In altri termini, quelle inchieste si alimentarono sulla base di un ricatto bello e buono: ai politici che accettavano di confessare i propri delitti e che promettevano di sparire dalla circolazione veniva garantita l’impunità. Una sorta di trattativa segreta Stato-Tangentopoli, «ovviamente del tutto illegale», precisa l’ormai ex direttore del Riformista, Piero Sansonetti. Che fosse quello il modus operandi della Procura di Milano non v’erano, in realtà, dubbi, neppure all’epoca. Che la custodia cautelare venisse utilizzata sistematicamente come strumento per estorcere confessioni era noto: chi non parlava restava in carcere. I magistrati con queste forzature erano i primi a non rispettare la legge, ma la gente in piazza li incoraggiava ad andare avanti nel perseguimento dei reati della classe politica. Un moto di ribellione popolare che si traduceva in striscioni come quello con sopra scritto: “Di Pietro arrestali tutti”.
Gli avvisi di garanzia venivano comunicati in anticipo ai giornalisti, che li sparavano in prima pagina a caratteri cubitali. Gli indagati a tarda sera facevano la fila alle edicole per comprare una copia del quotidiano del giorno dopo e verificare che non fossero in arrivo altri avvisi di garanzia. Un paradosso tutto italiano che servì a qualificare la nostra Repubblica come giustizialista.
I clamorosi retroscena raccontati dall’ex pm di Mani Pulite Gherardo Colombo nel libro di Carra sono la riprova di quanto fosse perverso il rapporto tra giustizia, politica e informazione in quegli anni. Che ci fosse un meccanismo collaudato di finanziamenti occulti alla politica non v’è dubbio, ma è altrettanto innegabile che ci furono molti abusi nella gestione delle inchieste e che la sinistra fu in molti casi graziata, mentre la persecuzione giudiziaria riguardò soprattutto Democrazia cristiana e Partito socialista. Ma la questione della trattativa andata a monte la dice lunga sulle ragioni ispiratrici delle inchieste. Se i politici del vecchio pentapartito si fossero fatti da parte dopo le prime accuse del pool, non ci sarebbero state manette, processi, condanne e si sarebbe realizzato un ricambio politico con l’avvento della sinistra al potere. La trattativa fallì solo perché i politici non cedettero e resistettero asserragliati nei Palazzi, fino a quando comunque capitolarono perché gran parte di essi finirono nel tritacarne mediatico-giudiziario. Tornano alla mente le parole scritte da Sergio Moroni all’allora presidente della Camera, Giorgio Napolitano, prima di spararsi: “Non mi è estranea la convinzione che forze oscure coltivino disegni che nulla hanno a che fare con il rinnovamento e la pulizia”.

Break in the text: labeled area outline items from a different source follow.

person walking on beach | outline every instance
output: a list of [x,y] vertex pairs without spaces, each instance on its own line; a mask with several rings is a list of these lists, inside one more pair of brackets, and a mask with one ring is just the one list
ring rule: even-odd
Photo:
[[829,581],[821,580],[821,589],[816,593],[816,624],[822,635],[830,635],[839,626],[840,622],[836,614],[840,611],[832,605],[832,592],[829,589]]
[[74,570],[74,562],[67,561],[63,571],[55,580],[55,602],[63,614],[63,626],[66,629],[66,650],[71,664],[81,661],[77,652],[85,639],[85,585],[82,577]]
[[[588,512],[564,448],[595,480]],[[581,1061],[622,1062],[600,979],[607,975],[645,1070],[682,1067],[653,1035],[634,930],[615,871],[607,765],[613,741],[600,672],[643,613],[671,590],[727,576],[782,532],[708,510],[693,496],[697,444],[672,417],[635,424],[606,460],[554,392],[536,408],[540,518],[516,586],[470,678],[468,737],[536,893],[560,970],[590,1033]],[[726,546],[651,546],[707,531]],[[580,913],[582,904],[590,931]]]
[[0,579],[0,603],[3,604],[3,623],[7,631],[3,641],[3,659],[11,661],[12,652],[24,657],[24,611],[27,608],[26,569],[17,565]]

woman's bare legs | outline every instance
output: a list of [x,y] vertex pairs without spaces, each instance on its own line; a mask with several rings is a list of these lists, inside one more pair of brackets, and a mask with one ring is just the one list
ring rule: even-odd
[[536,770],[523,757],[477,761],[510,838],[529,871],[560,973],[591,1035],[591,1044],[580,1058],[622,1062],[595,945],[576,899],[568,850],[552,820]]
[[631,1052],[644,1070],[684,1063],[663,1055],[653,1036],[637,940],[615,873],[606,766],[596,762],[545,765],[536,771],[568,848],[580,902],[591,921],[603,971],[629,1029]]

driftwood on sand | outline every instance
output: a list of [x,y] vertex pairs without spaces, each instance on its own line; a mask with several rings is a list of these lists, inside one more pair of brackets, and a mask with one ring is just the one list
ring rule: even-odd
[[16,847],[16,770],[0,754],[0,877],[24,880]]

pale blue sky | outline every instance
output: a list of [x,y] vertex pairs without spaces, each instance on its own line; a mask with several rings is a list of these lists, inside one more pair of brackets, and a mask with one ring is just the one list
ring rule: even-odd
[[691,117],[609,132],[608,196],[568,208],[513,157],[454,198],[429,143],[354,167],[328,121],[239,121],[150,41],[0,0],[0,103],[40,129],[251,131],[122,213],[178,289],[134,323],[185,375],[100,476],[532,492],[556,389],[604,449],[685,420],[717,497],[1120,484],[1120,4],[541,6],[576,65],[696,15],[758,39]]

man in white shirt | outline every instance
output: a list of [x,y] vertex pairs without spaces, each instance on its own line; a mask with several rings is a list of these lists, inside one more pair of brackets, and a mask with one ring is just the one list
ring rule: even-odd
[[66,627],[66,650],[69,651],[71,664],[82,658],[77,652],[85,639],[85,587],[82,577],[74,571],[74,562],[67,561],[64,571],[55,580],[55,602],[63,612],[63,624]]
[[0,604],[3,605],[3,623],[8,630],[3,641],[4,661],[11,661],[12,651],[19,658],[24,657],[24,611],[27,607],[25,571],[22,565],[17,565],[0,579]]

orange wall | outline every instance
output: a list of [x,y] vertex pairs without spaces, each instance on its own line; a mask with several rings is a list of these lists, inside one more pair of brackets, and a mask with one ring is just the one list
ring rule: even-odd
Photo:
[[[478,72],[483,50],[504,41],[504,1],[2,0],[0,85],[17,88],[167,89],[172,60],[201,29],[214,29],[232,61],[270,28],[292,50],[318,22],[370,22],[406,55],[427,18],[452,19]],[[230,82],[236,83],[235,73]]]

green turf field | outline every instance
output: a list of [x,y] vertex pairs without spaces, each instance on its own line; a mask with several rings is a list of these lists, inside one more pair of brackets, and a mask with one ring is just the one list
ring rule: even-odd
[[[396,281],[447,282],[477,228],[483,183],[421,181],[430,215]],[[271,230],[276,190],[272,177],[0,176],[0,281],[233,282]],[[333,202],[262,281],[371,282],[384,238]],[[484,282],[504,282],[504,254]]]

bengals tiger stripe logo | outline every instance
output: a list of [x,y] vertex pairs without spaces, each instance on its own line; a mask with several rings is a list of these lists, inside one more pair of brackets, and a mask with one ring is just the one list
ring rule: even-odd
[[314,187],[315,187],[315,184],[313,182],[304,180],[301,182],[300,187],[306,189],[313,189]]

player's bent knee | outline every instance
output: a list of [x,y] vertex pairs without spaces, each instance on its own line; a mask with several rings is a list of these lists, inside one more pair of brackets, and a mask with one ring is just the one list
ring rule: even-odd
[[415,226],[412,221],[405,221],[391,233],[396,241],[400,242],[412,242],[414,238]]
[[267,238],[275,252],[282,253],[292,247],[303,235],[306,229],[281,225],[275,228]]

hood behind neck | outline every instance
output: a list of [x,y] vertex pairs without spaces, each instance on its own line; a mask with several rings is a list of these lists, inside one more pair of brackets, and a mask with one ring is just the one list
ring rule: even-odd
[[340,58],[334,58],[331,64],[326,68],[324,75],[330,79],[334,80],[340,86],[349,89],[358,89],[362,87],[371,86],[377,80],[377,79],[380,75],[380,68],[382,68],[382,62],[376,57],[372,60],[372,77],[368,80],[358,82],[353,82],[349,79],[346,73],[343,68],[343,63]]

Dunque la furia giacobina di quelle toghe ha distrutto la Prima Repubblica con l’intento di costruirne un’altra governata da altre forze politiche. Un golpe mediatico-giudiziario che avrebbe meritato ben altro esito e che, in ogni caso, non è riuscito ad abbattere chi, come Silvio Berlusconi, si oppose fin da subito a quelle logiche. Se però a dire queste cose oggi è addirittura uno dei carnefici dell’epoca significa davvero che la verità su Tangentopoli non era quella raccontata in quegli anni dai media.